What makes the Indian experience instructive is how institutional decline coexists with democratic ritual. Courts still sit, judgments are still written—but the spirit of independence is hollowed out. Kim Lane Scheppele calls this “autocratic legalism,” where autocrats “carefully preserve the shell of the prior liberal state—the same institutions, the same ceremonies, an overall appearance of rights protection—but in the meantime they hollow out its moral core.”
When bar associations celebrate transgressions rather than censure them and when lawyers fear to sign affidavits, the system’s form remains, but its function dies.
The Duty To Speak
The takeaway from that evening at the New York City Bar was clear: silence is not neutrality—it is surrender. The “Thousand Robes March” in Poland, and lower court judges criticising the Supreme Court in the US, show that extraordinary situations demand extraordinary measures.

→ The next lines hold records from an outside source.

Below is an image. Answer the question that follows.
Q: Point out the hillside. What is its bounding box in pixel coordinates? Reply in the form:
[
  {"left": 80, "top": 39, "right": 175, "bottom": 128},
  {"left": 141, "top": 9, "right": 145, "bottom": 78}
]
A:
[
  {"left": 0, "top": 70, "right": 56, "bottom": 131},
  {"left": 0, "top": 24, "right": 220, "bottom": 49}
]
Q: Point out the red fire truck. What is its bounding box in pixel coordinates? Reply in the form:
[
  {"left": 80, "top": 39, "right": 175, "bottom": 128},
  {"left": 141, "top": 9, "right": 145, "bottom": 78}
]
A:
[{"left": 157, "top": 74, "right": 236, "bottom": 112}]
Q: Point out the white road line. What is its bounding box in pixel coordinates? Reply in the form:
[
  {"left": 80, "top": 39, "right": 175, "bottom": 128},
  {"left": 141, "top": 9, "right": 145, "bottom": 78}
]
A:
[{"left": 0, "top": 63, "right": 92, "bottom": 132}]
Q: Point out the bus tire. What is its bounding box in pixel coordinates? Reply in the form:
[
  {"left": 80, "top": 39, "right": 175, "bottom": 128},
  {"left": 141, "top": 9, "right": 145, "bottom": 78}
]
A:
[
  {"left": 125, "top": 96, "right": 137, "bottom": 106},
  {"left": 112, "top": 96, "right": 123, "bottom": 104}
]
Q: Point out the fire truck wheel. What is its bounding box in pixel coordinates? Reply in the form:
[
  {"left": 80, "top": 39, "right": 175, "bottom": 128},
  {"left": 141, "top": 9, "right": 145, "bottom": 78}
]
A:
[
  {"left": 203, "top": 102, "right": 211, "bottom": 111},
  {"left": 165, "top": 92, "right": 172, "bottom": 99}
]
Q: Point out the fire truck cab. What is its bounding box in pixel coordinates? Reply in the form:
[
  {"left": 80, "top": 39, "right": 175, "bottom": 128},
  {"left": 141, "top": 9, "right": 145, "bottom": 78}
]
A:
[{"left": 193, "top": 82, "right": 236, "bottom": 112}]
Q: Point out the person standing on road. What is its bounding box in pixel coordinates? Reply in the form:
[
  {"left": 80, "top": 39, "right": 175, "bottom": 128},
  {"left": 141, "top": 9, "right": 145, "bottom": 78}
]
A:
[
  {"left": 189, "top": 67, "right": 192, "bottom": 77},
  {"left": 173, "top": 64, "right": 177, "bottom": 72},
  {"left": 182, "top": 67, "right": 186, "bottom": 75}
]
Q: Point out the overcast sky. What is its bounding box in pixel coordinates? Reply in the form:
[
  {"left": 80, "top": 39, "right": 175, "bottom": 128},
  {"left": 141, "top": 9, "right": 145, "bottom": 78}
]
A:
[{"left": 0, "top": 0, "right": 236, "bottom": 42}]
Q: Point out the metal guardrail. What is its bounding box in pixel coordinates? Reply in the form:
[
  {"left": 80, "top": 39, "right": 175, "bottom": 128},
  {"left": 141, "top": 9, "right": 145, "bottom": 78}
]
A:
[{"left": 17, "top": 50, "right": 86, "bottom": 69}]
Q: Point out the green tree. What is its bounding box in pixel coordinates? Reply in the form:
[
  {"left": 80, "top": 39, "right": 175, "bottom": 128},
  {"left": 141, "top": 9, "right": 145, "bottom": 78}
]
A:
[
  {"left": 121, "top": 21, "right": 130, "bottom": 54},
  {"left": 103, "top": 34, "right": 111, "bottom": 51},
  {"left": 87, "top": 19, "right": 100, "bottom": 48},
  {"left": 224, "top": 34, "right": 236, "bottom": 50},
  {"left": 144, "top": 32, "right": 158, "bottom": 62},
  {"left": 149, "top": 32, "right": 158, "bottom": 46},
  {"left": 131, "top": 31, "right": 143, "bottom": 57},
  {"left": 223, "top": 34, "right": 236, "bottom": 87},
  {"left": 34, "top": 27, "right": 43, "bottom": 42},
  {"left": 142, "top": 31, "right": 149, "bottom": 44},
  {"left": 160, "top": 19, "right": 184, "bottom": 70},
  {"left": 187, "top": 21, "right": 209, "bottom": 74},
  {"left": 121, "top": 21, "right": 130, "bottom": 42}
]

Yet sitting judges may not be free to speak, constrained by judicial propriety. This is why Justice Muralidhar’s observation that “independence of Bar will come from lawyers believing in constitutional values and human rights”, captures the essence of the fight.
Judicial independence cannot be imposed from above; it must be cultivated from below—through lawyers who defend unpopular causes, scholars who challenge orthodoxy, and citizens who demand accountability.
The struggle is global, but so too is the solidarity that can sustain it.